Below is federal data on the loans students use to pay for Los Angeles Pierce College— how much they borrow, how that debt is spread across the student body, and what it costs to pay back. The data below is drawn directly from federal sources.
At Pierce College, 2% of freshmen borrow to help pay for their first year, for an average of $9,595 per borrower, covering both private and federal loans.
On the federal side, the average loan is $8,295. This reaches or tops the $5,500 first-year federal borrowing cap for a typical dependent student. Bear in mind the undergraduate averages later on cover federal loans only, whereas this freshman total folds in private loans too.
Among all degree-seeking undergrads at Pierce College, 3% take out federal student loans, with a mean of $8,260 per year. This is 0.4% lower than the $8,295 freshmen take on.
Borrowing at that rate every year works out to about $16,520 by year two and around $33,040 over a four-year span. This projection keeps yearly federal borrowing flat and excludes private and Parent PLUS loans.
| Undergraduate federal borrowing | Value |
|---|---|
| Share using federal loans | 3% |
| Average federal loan per year | $8,260 |
| Undergraduates with a federal loan | 394 |
| Total federal loans (one year) | $3,254,397 |
The median student at Pierce College borrows $12,500 in federal borrowing.
| Borrower group | Median federal debt |
|---|---|
| All federal borrowers | $12,500 |
| Students who completed (graduates) | $12,936 |
| Students who withdrew | $12,500 |
The figure for students who withdrew is worth watching: debt without a completed credential is the hardest to repay.
The median hides the spread, so the percentiles below show cumulative federal debt at four points in the distribution for Pierce College.
| Percentile | Cumulative Federal Debt |
|---|---|
| 10th percentile (lowest-debt students) | $2,500 |
| 25th percentile | $4,500 |
| 75th percentile | $19,000 |
| 90th percentile (highest-debt students) | $33,000 |
The spread between the lowest- and highest-debt deciles summarizes how variable outcomes are at Pierce College.
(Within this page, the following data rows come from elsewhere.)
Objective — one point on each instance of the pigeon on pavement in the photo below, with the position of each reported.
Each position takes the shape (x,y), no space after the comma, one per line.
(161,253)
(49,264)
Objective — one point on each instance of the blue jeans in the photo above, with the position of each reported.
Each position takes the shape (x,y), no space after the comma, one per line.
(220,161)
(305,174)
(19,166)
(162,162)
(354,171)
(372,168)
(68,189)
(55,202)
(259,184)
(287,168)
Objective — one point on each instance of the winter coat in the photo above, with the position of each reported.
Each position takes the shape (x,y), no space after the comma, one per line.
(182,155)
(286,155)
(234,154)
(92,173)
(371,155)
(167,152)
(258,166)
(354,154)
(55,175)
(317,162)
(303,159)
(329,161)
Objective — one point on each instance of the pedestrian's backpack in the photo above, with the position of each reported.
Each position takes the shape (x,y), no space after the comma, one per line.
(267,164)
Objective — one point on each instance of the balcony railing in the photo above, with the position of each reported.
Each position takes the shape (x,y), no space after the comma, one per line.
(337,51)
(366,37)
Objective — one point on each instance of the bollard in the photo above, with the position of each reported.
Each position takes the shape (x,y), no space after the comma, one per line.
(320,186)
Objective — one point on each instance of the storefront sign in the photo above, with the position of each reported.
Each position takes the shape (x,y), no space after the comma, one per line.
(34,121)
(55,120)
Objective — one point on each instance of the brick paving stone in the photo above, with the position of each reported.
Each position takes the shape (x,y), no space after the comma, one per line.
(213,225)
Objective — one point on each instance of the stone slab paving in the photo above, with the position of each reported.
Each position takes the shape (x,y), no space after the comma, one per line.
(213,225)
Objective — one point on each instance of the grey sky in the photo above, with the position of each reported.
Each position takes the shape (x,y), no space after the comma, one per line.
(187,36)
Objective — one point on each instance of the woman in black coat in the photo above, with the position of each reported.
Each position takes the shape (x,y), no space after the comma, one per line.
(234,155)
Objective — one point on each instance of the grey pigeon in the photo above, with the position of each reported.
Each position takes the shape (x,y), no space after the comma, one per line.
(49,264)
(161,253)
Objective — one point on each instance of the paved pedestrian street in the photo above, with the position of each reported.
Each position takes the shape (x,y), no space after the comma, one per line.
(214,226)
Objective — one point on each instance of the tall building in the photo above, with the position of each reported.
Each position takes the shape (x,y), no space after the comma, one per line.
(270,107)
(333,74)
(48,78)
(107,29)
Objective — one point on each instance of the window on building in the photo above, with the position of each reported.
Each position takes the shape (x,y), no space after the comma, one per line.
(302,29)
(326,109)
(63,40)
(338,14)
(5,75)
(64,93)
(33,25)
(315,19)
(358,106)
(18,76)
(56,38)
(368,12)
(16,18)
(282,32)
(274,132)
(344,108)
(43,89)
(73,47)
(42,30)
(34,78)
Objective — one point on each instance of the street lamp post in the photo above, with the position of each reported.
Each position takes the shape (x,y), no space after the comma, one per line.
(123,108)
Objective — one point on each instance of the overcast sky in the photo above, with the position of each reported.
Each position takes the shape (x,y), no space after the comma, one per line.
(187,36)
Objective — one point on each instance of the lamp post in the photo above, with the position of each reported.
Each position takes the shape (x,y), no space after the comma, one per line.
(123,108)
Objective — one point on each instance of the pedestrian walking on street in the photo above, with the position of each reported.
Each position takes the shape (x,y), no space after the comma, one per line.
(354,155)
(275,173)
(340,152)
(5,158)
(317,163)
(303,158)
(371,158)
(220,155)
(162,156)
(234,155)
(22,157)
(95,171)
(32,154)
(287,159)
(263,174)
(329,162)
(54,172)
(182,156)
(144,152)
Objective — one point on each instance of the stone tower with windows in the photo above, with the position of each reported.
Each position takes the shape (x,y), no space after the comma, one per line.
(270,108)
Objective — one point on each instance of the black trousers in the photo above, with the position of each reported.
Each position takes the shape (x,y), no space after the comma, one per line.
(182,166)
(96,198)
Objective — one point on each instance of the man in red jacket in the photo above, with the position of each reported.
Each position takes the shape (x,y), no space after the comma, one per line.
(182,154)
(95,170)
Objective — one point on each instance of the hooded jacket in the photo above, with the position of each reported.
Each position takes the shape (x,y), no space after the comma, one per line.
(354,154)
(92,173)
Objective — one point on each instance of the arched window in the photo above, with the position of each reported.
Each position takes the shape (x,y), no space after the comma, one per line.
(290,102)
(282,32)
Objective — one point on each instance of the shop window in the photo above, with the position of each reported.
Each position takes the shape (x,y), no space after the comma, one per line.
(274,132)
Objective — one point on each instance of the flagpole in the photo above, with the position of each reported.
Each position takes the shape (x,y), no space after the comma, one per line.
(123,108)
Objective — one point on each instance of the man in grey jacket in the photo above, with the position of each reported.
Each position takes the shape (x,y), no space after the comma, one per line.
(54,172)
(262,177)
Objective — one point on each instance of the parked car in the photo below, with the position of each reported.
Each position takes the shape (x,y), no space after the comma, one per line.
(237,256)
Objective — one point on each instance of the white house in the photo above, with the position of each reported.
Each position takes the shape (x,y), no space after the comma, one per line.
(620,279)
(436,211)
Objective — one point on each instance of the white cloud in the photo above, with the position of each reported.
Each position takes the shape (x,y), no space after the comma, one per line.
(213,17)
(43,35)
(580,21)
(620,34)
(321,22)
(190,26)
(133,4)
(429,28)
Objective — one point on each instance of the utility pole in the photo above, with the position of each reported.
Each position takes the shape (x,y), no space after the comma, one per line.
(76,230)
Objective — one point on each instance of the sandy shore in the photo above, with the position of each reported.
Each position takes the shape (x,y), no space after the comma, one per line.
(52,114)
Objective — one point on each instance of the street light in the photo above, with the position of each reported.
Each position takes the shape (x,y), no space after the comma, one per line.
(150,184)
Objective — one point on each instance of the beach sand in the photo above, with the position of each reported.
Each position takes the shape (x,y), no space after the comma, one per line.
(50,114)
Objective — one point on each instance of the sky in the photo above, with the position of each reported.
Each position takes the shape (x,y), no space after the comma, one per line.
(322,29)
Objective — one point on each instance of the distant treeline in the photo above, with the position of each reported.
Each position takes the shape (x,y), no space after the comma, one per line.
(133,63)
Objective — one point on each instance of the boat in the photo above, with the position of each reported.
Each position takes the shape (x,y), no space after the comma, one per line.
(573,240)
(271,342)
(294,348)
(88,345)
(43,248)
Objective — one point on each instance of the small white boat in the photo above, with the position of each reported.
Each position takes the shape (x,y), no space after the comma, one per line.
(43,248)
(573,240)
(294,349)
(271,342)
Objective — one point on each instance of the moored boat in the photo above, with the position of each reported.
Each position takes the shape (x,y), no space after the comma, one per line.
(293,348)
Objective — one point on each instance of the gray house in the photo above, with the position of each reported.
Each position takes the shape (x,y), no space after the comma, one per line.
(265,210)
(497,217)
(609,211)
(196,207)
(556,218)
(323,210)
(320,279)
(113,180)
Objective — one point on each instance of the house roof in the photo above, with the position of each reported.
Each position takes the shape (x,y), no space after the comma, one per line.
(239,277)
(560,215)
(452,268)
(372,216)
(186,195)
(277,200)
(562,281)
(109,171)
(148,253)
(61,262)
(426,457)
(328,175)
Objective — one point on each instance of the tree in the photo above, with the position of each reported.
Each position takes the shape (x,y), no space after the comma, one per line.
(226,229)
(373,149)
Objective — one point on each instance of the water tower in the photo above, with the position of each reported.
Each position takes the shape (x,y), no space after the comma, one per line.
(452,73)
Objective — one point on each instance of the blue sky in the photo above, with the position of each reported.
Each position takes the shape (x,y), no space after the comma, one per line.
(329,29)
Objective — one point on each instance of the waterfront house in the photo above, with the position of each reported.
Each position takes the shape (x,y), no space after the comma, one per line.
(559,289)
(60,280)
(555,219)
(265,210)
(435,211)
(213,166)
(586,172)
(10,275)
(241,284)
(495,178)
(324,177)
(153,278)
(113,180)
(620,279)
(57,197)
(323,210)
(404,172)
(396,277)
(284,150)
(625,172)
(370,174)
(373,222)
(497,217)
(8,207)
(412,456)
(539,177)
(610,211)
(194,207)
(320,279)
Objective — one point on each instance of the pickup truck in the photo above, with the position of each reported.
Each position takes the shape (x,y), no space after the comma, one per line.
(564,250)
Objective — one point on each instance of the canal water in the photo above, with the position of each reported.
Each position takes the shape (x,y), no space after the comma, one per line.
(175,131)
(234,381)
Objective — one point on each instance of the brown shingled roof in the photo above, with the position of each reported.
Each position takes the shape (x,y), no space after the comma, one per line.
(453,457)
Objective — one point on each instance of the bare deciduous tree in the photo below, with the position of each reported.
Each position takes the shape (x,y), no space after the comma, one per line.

PLUS loans — taken out by parents or graduate students — add to the total cost of attendance financed by debt at Pierce College.
| Group | Borrowers | Median debt incl. PLUS |
|---|---|---|
| All borrowers | 793 | $13,846 |
| Completed (graduates) | 42 | $15,644 |
| Did not complete | 751 | $13,780 |
On a standard 10-year plan, the median completing borrower would pay about $186.02/mo.
Stafford loans are the federal direct-loan program most undergraduates use. The breakdown below separates borrowers who used Stafford loans from those who did not at Pierce College.
Borrowers With Any Stafford Loan
| Cohort | Borrowers | Median debt incl. PLUS |
|---|---|---|
| Used a Stafford loan | 765 | $13,998 |
| No Stafford loan | 28 | $9,278 |
Borrowers With a Stafford Loan This Year
| Cohort | Borrowers | Median debt incl. PLUS |
|---|---|---|
| Stafford loan this year | 23 | $10,986 |
| No Stafford loan this year | 770 | $13,925 |
The indicators below describe what the typical debt costs to pay back at Pierce College.
Defaulting means failing to repay a federal student loan, which carries serious credit consequences. Two-year cohort default-rate data for Pierce College follows.
| Metric | Value |
|---|---|
| 2-year cohort default rate | 14.5% |
| Borrowers in the cohort | 364 |
This rate follows a borrower cohort from the start of repayment through the two-year window the Department of Education uses.
Borrowing varies by family income, by first-generation status, and by dependency status.
Median Debt by Income Bracket
| Income tier | Median federal debt |
|---|---|
| Low income | $14,250 |
| Middle income | $9,451 |
| High income | $5,750 |
First-Gen vs Continuing-Gen Borrowing
| Cohort | Median federal debt |
|---|---|
| First-generation students | $13,000 |
| Continuing-generation students | $10,500 |
Dependent vs Independent Borrowers
| Cohort | Median federal debt |
|---|---|
| Dependent students | $5,637 |
| Independent students | $17,500 |
The Department of Education computes gap indicators that show how borrowing differs between student groups at Pierce College.
Subsidized and Unsubsidized Loans
Subsidized loans pause interest while you are in school; unsubsidized loans do not. That difference compounds over four years, so the type of loan you take matters as much as the amount.
Worth Knowing
Unlike most other debt, federal student loans generally survive bankruptcy — and unpaid balances can lead to wage garnishment — so borrow only what you truly need.
References
More about our data sources and methodologies.